Evaluation of the 2012 North Carolina Super Summer Meals Pilot

Monday, January 7, 2013

One in four children in North Carolina is now considered at risk of hunger or food insecurity, defined by the U.S. Department of Agriculture (USDA) as a lack of access to enough food for an active, healthy life and limited or uncertain availability of nutritionally adequate foods. Two years ago, Governor Bev Perdue announced her intention to bring the No Kid Hungry campaign, a rapidly growing initiative of the thirty-year-old national anti–childhood hunger nonprofit Share Our Strength, to North Carolina. Governor Perdue officially launched the state’s program, No Kid Hungry NC, in September of 2011.

No Kid Hungry NC is a private–public partnership focused on expanding school breakfast and summer meal program participation. The organization’s role is to identify needs and barriers, locate resources to address those needs, and serve as a catalyst for local action.

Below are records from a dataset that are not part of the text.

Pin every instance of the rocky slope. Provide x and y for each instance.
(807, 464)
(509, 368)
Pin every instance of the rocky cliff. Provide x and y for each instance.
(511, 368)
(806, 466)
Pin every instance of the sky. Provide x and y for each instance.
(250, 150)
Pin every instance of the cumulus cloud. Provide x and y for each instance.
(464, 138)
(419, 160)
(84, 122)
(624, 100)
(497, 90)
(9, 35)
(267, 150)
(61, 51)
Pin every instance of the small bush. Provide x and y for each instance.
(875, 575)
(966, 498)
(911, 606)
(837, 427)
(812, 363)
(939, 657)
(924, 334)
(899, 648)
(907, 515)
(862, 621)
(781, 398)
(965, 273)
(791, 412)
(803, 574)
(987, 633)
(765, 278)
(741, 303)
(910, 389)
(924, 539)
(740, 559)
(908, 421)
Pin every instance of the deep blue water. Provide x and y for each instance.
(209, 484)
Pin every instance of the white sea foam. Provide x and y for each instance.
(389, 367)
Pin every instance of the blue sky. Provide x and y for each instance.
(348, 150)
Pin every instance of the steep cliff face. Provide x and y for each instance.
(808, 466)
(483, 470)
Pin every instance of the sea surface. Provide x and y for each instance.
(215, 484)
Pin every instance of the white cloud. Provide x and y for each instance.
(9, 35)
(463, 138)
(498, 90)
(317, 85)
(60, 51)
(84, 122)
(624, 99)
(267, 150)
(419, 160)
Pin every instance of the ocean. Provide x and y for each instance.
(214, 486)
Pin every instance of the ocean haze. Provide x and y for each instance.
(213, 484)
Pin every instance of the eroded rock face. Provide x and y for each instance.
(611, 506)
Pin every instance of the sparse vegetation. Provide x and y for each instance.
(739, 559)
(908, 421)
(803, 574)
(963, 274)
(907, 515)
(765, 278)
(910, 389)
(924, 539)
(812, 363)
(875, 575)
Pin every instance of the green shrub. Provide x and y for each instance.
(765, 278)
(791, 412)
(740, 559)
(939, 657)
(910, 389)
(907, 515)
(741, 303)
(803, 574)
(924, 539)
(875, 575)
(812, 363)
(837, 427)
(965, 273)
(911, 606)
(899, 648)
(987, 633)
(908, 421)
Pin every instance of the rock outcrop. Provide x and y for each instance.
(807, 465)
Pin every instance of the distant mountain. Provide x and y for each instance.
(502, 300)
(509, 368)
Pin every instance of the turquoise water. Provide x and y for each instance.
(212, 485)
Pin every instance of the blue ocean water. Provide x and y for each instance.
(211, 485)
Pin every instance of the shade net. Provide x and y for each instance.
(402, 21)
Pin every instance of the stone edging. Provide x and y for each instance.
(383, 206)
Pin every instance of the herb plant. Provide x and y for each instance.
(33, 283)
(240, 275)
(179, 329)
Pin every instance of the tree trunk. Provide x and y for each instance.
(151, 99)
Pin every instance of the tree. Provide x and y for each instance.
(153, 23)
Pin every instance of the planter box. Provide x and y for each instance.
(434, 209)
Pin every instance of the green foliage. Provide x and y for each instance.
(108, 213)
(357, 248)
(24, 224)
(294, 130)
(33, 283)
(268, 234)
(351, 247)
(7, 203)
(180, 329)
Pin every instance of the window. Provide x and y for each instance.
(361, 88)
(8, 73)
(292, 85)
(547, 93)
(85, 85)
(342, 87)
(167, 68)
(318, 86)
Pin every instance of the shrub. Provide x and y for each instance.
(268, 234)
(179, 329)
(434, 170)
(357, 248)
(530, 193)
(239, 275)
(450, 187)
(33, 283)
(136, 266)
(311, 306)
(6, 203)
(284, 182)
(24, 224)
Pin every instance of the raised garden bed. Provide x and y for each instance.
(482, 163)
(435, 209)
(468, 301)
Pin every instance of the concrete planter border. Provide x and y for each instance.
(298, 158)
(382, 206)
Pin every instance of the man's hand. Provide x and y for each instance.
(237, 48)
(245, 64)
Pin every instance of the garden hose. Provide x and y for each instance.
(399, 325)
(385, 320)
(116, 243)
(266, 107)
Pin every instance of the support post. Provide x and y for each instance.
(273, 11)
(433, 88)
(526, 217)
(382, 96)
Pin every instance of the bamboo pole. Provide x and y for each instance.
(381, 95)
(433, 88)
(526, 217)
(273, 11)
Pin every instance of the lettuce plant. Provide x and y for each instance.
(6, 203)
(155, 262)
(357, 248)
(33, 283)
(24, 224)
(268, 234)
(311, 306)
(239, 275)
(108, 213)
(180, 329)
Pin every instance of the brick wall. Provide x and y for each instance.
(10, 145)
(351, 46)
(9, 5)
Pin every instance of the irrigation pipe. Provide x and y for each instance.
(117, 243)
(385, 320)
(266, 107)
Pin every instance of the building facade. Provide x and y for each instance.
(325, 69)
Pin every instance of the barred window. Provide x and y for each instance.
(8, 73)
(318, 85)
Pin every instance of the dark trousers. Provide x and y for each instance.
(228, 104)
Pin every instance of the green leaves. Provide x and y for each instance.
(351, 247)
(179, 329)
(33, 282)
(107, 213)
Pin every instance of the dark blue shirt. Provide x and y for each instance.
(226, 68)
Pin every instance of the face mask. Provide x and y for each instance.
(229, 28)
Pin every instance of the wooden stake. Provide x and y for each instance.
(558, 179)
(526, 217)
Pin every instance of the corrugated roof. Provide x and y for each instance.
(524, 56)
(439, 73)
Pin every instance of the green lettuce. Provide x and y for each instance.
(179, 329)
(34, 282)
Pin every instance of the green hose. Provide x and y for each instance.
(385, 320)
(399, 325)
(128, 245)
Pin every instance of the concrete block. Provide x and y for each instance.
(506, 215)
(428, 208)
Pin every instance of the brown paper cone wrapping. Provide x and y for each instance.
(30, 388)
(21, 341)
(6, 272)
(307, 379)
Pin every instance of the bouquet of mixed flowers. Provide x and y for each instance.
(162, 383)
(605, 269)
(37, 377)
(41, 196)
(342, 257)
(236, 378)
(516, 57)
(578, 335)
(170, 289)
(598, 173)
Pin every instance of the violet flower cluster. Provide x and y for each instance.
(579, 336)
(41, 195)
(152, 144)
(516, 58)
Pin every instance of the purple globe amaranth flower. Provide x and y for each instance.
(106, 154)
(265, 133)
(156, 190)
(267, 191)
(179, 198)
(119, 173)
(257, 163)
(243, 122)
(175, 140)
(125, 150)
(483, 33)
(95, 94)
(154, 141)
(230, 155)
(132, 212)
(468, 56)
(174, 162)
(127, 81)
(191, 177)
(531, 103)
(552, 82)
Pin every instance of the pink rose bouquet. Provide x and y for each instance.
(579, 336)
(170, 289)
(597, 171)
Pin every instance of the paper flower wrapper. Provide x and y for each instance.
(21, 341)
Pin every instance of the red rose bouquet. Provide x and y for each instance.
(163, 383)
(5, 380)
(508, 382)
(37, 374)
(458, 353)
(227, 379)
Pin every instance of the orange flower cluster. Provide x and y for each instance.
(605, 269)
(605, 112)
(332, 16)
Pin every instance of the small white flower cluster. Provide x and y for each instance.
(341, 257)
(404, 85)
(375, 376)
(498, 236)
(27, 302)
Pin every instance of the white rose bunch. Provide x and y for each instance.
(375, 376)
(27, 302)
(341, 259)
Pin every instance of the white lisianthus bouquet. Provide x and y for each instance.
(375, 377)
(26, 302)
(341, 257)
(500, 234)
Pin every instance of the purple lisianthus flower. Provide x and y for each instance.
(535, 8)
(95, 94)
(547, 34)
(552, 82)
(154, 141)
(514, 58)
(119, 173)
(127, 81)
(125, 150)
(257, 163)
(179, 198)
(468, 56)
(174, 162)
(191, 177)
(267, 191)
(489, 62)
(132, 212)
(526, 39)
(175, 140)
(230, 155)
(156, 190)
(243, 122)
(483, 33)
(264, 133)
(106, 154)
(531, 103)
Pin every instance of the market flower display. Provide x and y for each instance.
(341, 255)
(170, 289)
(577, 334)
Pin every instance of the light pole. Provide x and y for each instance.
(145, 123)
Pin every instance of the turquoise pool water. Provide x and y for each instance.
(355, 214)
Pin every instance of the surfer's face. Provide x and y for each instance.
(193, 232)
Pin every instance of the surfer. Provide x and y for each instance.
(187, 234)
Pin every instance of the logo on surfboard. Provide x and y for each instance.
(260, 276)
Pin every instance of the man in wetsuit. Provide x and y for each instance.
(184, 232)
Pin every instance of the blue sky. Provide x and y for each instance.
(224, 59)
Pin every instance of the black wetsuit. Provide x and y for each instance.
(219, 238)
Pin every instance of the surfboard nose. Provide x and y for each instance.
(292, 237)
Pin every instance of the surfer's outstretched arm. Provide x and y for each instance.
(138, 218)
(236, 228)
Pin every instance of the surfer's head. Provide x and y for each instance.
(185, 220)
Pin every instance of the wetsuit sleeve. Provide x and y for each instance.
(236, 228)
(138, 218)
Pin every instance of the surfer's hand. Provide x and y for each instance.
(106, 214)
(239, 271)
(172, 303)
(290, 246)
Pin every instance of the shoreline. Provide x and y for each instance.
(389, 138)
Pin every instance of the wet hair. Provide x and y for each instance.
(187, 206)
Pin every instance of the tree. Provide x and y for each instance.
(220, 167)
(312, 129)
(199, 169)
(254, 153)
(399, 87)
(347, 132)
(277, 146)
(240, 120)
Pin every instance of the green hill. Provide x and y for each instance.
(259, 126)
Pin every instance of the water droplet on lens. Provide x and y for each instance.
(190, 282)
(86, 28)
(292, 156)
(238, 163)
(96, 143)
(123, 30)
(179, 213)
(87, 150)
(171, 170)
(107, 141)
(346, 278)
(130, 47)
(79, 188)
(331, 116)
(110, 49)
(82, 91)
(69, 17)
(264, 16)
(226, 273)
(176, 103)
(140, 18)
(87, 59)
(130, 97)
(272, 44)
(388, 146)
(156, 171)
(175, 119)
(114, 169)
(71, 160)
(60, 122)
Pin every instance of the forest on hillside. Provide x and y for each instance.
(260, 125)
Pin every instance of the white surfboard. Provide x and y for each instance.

No Kid Hungry NC fulfills its role by forming key partnerships with other state and community leaders focused on children’s nutrition. Its first goal was to increase the program participation rate of children eligible for free and reduced-price breakfast. No Kid Hungry NC awarded at least fifty-two minigrants to North Carolina schools for breakfast program outreach efforts, and its staff provided support services to selected schools. The second phase of No Kid Hungry NC’s work, which is the subject of this evaluation, focused on increasing participation in summer meals programs.

Berner, Maureen, and Andrew George. "Evaluation of the 2012 North Carolina Super Summer Meals Pilot." Chapel Hill, N.C.: UNC School of Government, 2013.